Responsable du pôle travail et emploi auprès de François Hollande, le député des Landes Alain Vidalies dénonce une « proposition incohérente ». « Nicolas Sarkozy se sert de ses propres échecs et de ses propres carences pour alimenter le débat politique de façon simpliste. Le constat d'échec sur la formation des chômeurs est une réalité. Sauf que lorsqu'on compare la France à nos voisins européens, le gouvernement a réduit les moyens de Pôle emploi ! Par ailleurs, si certains chômeurs ne trouvent pas d'emploi, c'est d'abord parce qu'il n'y en a pas, et pas parce qu'ils sont mal ou pas formés ! »
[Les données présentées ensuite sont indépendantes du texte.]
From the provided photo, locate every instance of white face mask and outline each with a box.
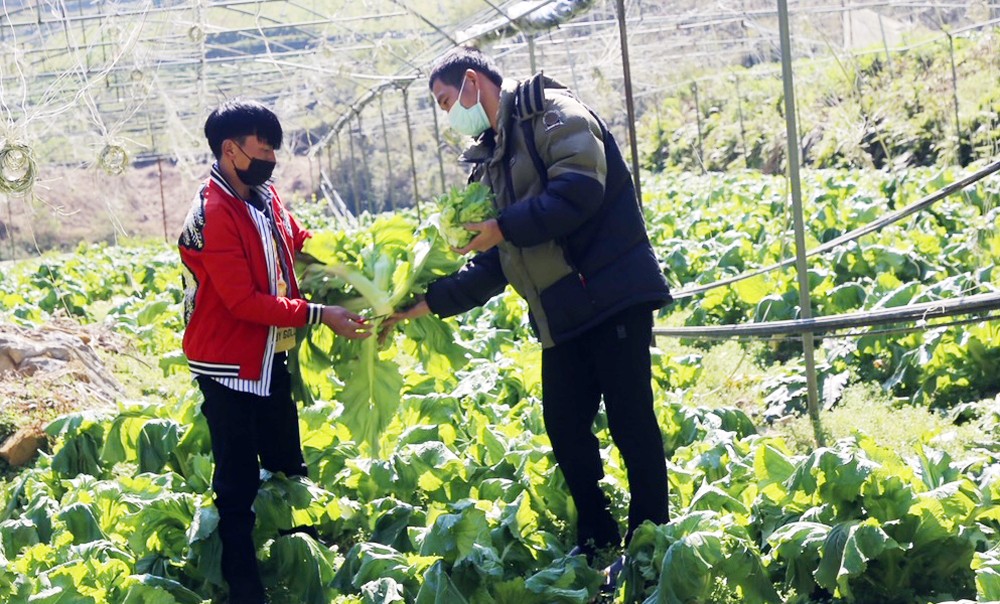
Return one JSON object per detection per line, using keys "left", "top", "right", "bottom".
{"left": 448, "top": 76, "right": 491, "bottom": 138}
Sociologue à Dauphine, la spécialiste du travail Dominique Méda pointe les contradictions du président Sarkozy et du candidat : « On ne peut pas dire que l'on veut développer la formation des chômeurs et supprimer en même temps les subventions à l'Association de formation professionnelle des adultes [un important organisme public de formation qui compte 9 000 salariés] comme le gouvernement l'a fait» (lire notre récente enquête sur l'AFPA).
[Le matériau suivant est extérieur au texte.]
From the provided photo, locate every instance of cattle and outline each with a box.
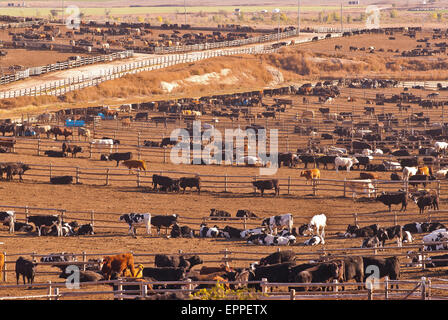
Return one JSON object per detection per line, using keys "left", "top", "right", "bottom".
{"left": 251, "top": 262, "right": 296, "bottom": 290}
{"left": 300, "top": 169, "right": 320, "bottom": 184}
{"left": 50, "top": 176, "right": 73, "bottom": 185}
{"left": 383, "top": 160, "right": 402, "bottom": 171}
{"left": 44, "top": 150, "right": 67, "bottom": 158}
{"left": 142, "top": 267, "right": 185, "bottom": 283}
{"left": 119, "top": 213, "right": 151, "bottom": 237}
{"left": 426, "top": 254, "right": 448, "bottom": 267}
{"left": 91, "top": 139, "right": 114, "bottom": 154}
{"left": 259, "top": 250, "right": 296, "bottom": 266}
{"left": 60, "top": 269, "right": 104, "bottom": 282}
{"left": 27, "top": 215, "right": 62, "bottom": 237}
{"left": 7, "top": 221, "right": 33, "bottom": 233}
{"left": 77, "top": 127, "right": 90, "bottom": 141}
{"left": 160, "top": 137, "right": 177, "bottom": 148}
{"left": 340, "top": 256, "right": 364, "bottom": 290}
{"left": 40, "top": 253, "right": 77, "bottom": 271}
{"left": 122, "top": 160, "right": 147, "bottom": 173}
{"left": 77, "top": 223, "right": 94, "bottom": 235}
{"left": 179, "top": 176, "right": 201, "bottom": 194}
{"left": 170, "top": 223, "right": 194, "bottom": 238}
{"left": 391, "top": 173, "right": 402, "bottom": 181}
{"left": 345, "top": 224, "right": 379, "bottom": 238}
{"left": 335, "top": 156, "right": 359, "bottom": 172}
{"left": 152, "top": 174, "right": 179, "bottom": 192}
{"left": 403, "top": 167, "right": 418, "bottom": 181}
{"left": 304, "top": 235, "right": 325, "bottom": 246}
{"left": 400, "top": 157, "right": 419, "bottom": 168}
{"left": 0, "top": 211, "right": 15, "bottom": 233}
{"left": 199, "top": 223, "right": 223, "bottom": 238}
{"left": 403, "top": 231, "right": 414, "bottom": 243}
{"left": 247, "top": 233, "right": 296, "bottom": 246}
{"left": 423, "top": 229, "right": 448, "bottom": 251}
{"left": 412, "top": 193, "right": 439, "bottom": 214}
{"left": 151, "top": 214, "right": 179, "bottom": 235}
{"left": 143, "top": 140, "right": 160, "bottom": 148}
{"left": 101, "top": 253, "right": 136, "bottom": 280}
{"left": 278, "top": 153, "right": 299, "bottom": 168}
{"left": 316, "top": 155, "right": 336, "bottom": 169}
{"left": 222, "top": 226, "right": 244, "bottom": 239}
{"left": 294, "top": 261, "right": 343, "bottom": 292}
{"left": 199, "top": 265, "right": 232, "bottom": 275}
{"left": 108, "top": 152, "right": 132, "bottom": 167}
{"left": 48, "top": 127, "right": 73, "bottom": 140}
{"left": 240, "top": 227, "right": 266, "bottom": 239}
{"left": 261, "top": 213, "right": 293, "bottom": 234}
{"left": 236, "top": 209, "right": 258, "bottom": 218}
{"left": 362, "top": 256, "right": 400, "bottom": 288}
{"left": 155, "top": 254, "right": 203, "bottom": 271}
{"left": 346, "top": 179, "right": 376, "bottom": 198}
{"left": 15, "top": 257, "right": 37, "bottom": 285}
{"left": 209, "top": 209, "right": 231, "bottom": 221}
{"left": 360, "top": 172, "right": 379, "bottom": 180}
{"left": 435, "top": 169, "right": 448, "bottom": 179}
{"left": 377, "top": 225, "right": 403, "bottom": 247}
{"left": 435, "top": 141, "right": 448, "bottom": 153}
{"left": 409, "top": 174, "right": 436, "bottom": 187}
{"left": 61, "top": 143, "right": 83, "bottom": 158}
{"left": 307, "top": 214, "right": 327, "bottom": 238}
{"left": 252, "top": 179, "right": 280, "bottom": 197}
{"left": 376, "top": 192, "right": 408, "bottom": 212}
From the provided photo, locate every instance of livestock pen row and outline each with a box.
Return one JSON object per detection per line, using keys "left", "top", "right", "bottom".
{"left": 0, "top": 277, "right": 438, "bottom": 300}
{"left": 9, "top": 162, "right": 448, "bottom": 198}
{"left": 1, "top": 203, "right": 445, "bottom": 239}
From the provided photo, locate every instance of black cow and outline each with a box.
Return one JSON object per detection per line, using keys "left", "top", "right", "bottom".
{"left": 278, "top": 153, "right": 298, "bottom": 168}
{"left": 427, "top": 254, "right": 448, "bottom": 267}
{"left": 143, "top": 140, "right": 161, "bottom": 148}
{"left": 391, "top": 173, "right": 402, "bottom": 181}
{"left": 61, "top": 143, "right": 82, "bottom": 158}
{"left": 7, "top": 221, "right": 33, "bottom": 233}
{"left": 27, "top": 215, "right": 62, "bottom": 237}
{"left": 252, "top": 179, "right": 280, "bottom": 197}
{"left": 317, "top": 155, "right": 336, "bottom": 169}
{"left": 341, "top": 256, "right": 364, "bottom": 290}
{"left": 154, "top": 254, "right": 203, "bottom": 271}
{"left": 354, "top": 156, "right": 371, "bottom": 170}
{"left": 362, "top": 256, "right": 400, "bottom": 288}
{"left": 414, "top": 193, "right": 439, "bottom": 214}
{"left": 259, "top": 250, "right": 296, "bottom": 266}
{"left": 77, "top": 224, "right": 94, "bottom": 235}
{"left": 108, "top": 152, "right": 132, "bottom": 167}
{"left": 160, "top": 138, "right": 177, "bottom": 148}
{"left": 376, "top": 192, "right": 408, "bottom": 212}
{"left": 422, "top": 222, "right": 446, "bottom": 232}
{"left": 50, "top": 176, "right": 73, "bottom": 185}
{"left": 361, "top": 236, "right": 381, "bottom": 248}
{"left": 209, "top": 209, "right": 231, "bottom": 221}
{"left": 345, "top": 224, "right": 379, "bottom": 238}
{"left": 59, "top": 270, "right": 104, "bottom": 282}
{"left": 377, "top": 225, "right": 403, "bottom": 247}
{"left": 399, "top": 157, "right": 419, "bottom": 168}
{"left": 44, "top": 150, "right": 67, "bottom": 158}
{"left": 250, "top": 262, "right": 295, "bottom": 291}
{"left": 299, "top": 155, "right": 318, "bottom": 169}
{"left": 15, "top": 257, "right": 37, "bottom": 285}
{"left": 151, "top": 214, "right": 179, "bottom": 235}
{"left": 170, "top": 223, "right": 194, "bottom": 238}
{"left": 392, "top": 150, "right": 410, "bottom": 157}
{"left": 5, "top": 163, "right": 30, "bottom": 181}
{"left": 236, "top": 209, "right": 258, "bottom": 218}
{"left": 409, "top": 174, "right": 436, "bottom": 187}
{"left": 222, "top": 226, "right": 244, "bottom": 239}
{"left": 141, "top": 267, "right": 186, "bottom": 288}
{"left": 179, "top": 177, "right": 201, "bottom": 194}
{"left": 293, "top": 261, "right": 343, "bottom": 292}
{"left": 152, "top": 174, "right": 180, "bottom": 192}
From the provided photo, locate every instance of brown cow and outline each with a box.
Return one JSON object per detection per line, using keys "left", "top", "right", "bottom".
{"left": 359, "top": 172, "right": 379, "bottom": 180}
{"left": 199, "top": 264, "right": 232, "bottom": 275}
{"left": 101, "top": 253, "right": 136, "bottom": 280}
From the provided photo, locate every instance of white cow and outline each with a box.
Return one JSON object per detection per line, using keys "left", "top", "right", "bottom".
{"left": 119, "top": 213, "right": 152, "bottom": 237}
{"left": 383, "top": 160, "right": 402, "bottom": 171}
{"left": 403, "top": 166, "right": 418, "bottom": 181}
{"left": 247, "top": 233, "right": 296, "bottom": 246}
{"left": 346, "top": 179, "right": 376, "bottom": 198}
{"left": 91, "top": 139, "right": 114, "bottom": 154}
{"left": 328, "top": 146, "right": 347, "bottom": 156}
{"left": 0, "top": 211, "right": 15, "bottom": 233}
{"left": 335, "top": 156, "right": 359, "bottom": 172}
{"left": 423, "top": 229, "right": 448, "bottom": 251}
{"left": 373, "top": 149, "right": 384, "bottom": 156}
{"left": 362, "top": 149, "right": 373, "bottom": 156}
{"left": 240, "top": 227, "right": 266, "bottom": 239}
{"left": 304, "top": 235, "right": 325, "bottom": 246}
{"left": 435, "top": 141, "right": 448, "bottom": 153}
{"left": 435, "top": 169, "right": 448, "bottom": 180}
{"left": 307, "top": 214, "right": 327, "bottom": 238}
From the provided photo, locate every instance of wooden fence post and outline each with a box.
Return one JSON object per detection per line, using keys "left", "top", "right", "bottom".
{"left": 261, "top": 278, "right": 268, "bottom": 294}
{"left": 91, "top": 210, "right": 95, "bottom": 228}
{"left": 3, "top": 252, "right": 6, "bottom": 282}
{"left": 384, "top": 276, "right": 389, "bottom": 300}
{"left": 76, "top": 167, "right": 80, "bottom": 184}
{"left": 223, "top": 248, "right": 230, "bottom": 267}
{"left": 106, "top": 169, "right": 109, "bottom": 186}
{"left": 290, "top": 289, "right": 296, "bottom": 300}
{"left": 82, "top": 251, "right": 86, "bottom": 271}
{"left": 421, "top": 277, "right": 427, "bottom": 300}
{"left": 47, "top": 281, "right": 52, "bottom": 300}
{"left": 243, "top": 217, "right": 247, "bottom": 230}
{"left": 368, "top": 285, "right": 374, "bottom": 300}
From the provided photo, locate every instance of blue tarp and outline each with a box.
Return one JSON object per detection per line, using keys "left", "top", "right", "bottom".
{"left": 65, "top": 120, "right": 85, "bottom": 127}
« Cette déclaration n'a ni queue ni tête, estime Pierre Ferracci, patron du groupe de conseil social Alpha, missionné en 2008 par Nicolas Sarkozy pour réformer la formation professionnelle. Mais elle cache un vrai message politique : si on leur donne une formation et qu'ils n'acceptent pas un emploi, même déqualifié et qui ne correspond pas à leurs attentes, ils pourront être sanctionnés. »

 

Visite à l'usine d'Alstom d'Aytre, 21 février 2012 
Visite à l'usine d'Alstom d'Aytre, 21 février 2012© Reuters

La négociation dans l'entreprise

« Je souhaite que, dans l'entreprise, les accords compétitivité-emploi permettent aux chefs d'entreprise et aux salariés de discuter librement. » C'est l'obsession du chef de l'Etat depuis plusieurs mois, répétée à Villepinte : persuadé que le coût du travail handicape les exportations françaises (en réalité, le coût horaire dans l'industrie est le même qu'en Allemagne) et que les contraintes aux licenciements sont trop grandes, il entend ramener les négociations sur l'emploi dans l'entreprise. « Dans le monde qui est le nôtre, la loi ne peut plus tout prévoir, tout organiser, tout régler et surtout tout empêcher dans l'entreprise », dit-il encore. La proposition remplit d'aise le Medef, qui a toujours souhaité une telle évolution. A gauche, elle est considérée comme une brèche dans notre modèle social. « Il s'agit ni plus ni moins d'une négation de ce qui fait le fondement du droit social : le fait que le salarié est subordonné à son employeur. Remettre cela en cause, c'est vouloir recréer une situation analogue à celle d'avant ce droit social, celle du XIXe donc, dans laquelle le renard était libre dans un poulailler libre», explique Jacques Rigaudiat, ancien conseiller de Lionel Jospin à Matignon.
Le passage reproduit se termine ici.